Jennifer Garner has not given up on Donald Trump’s Washington.
The 44-year-old actress spent the weekend lobbying the town’s pillars of power to support early education for poor rural children. She spent Friday on Capitol Hill meeting dozens of top staff members. On Saturday, she delivered the keynote address before the annual National Governors Association winter meeting here. A potential sit-down with Ivanka Trump, who is advocating for more funding for child care, fell apart because of scheduling conflicts, but Garner remained optimistic about a face-to-face discussion soon.
Other Hollywood liberals have shunned the new commander in chief — notably during Sunday’s Academy Awards ceremony, when many jokes were told at President Trump’s expense. But Garner, a true-blue Democrat who campaigned for Hillary Clinton last year and held a fundraiser for Barack Obama in 2008, is taking a unique approach: pushing a cause that would benefit the new administration’s political base.
The West Virginia native has long worked to bring assistance to poor, rural communities in desperate need of it. She has no plans to change that just because most of those communities went big for Trump in last year’s election. In fact, she sees an opportunity to hold the president accountable for the pledges he made to the country’s rural working class.
“I’m looking forward to helping him make good on what they saw as promises, a mandate from him, that he was gonna make their lives better,” Garner said in a 45-minute interview with the Washington Post.
It’s another indication of how Trump has changed the rituals of Washington. For decades, Hollywood celebrities have used the glow of the Capitol dome to advance personal causes. Some may be less inclined to do so now, when legislative gains might help burnish Trump’s image.
That makes Trump’s presidency a psychological test of sorts for some members of the Hollywood elite, who can either demonstrate their true commitment to the causes they push — or expose their charity work here as more about bolstering themselves.
Very much in the former camp, Garner acknowledged that some of her friends “want to turn their back to this administration … [and] just wouldn’t even want to engage.”
Not her. “If he’s willing to help the poor kids who got him elected, then let’s do it. They certainly think he’s going to,” she said.
For nine years, Garner has been on the board of Save the Children, a nonprofit organization. Mark Shriver is president of its political advocacy arm, Save the Children Action Network. Save the Children is known primarily for its international projects, but it has also built out a niche focus on U.S. education programs, particularly in poor rural communities.

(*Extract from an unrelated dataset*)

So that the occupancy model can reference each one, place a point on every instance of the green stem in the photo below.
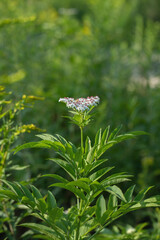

That’s Garner’s personal story. She grew up solidly middle class, but she knew plenty of poor children who started elementary school behind and never caught up. They lived in the same sort of communities that Robert F. Kennedy, Shriver’s uncle, visited in the mid-1960s along the Mississippi Delta, shaping the ideas of his 1968 presidential campaign.
Together, Garner and Shriver have urged Congress and state governments to fund reading and literacy programs that include all-day kindergarten. The organization has its own reading programs that it administers in schools and during in-home visits.
They found that children in rural areas are 60 percent more likely to be placed in special education programs when they start kindergarten. Garner has her own intuitive test when she meets small groups of rural children to determine which come from homes where parents have more time and resources to engage with them.
“Humpty Dumpty sat on a wall,” she said, singing the nursery rhyme out loud. “Humpty Dumpty had a great … “
Some children shout “fall.” Others offer blank stares, because they’re from homes with less educational nourishment. “You just wouldn’t believe the number of kids who have never heard a nursery rhyme,” she said.
Garner and her allies aren’t asking for assistance only for rural America, they’re also pressing for a rewrite of the entire tax code. And they’re not shy about the approach: political shame.
If there’s going to be a tax package that cuts rates and red tape for corporations and Trump’s fellow billionaires, the thinking goes, the president had better find a way to expand credits and deductions for the education needs of the families that formed the bedrock of his support.
“If there is tax reform and there’s nothing for poor, working families in this country, and families that are middle class and struggling, that’s not good,” Shriver said.
Garner calls their cause the “bobblehead issue,” because everyone loves to tell her that they support children, but in the end it sometimes seems as though they just enjoy being around a beautiful celebrity.
“Everyone’s nodding and couldn’t agree more, and shaking your hand and want their picture,” she said. “But when the vote is cast, nobody’s out there screaming and yelling for poor kids.”
Garner returned home to West Virginia last year, to help raise money after devastating flooding in the state. Reliably Democratic during her childhood, West Virginia ended up giving Trump his largest margin of victory — something she could see coming by talking to people in economically depressed areas.
“People felt like Trump really understood them, that he was going to come in and create jobs for them,” she said. “They felt like they needed something to just turn everything upside down.”
It’s that level of despair that leaves Garner willing to deal with Trump when some of her friends want to offer nothing but resistance. She may even be willing to meet the president.
“Send me a ticket to Mar-a-Lago. I’m ready to go down and have a steak and a good chat,” she said, only half joking about the prospect. “I really think it’s great, if he’s willing to help the poor kids who got him elected.”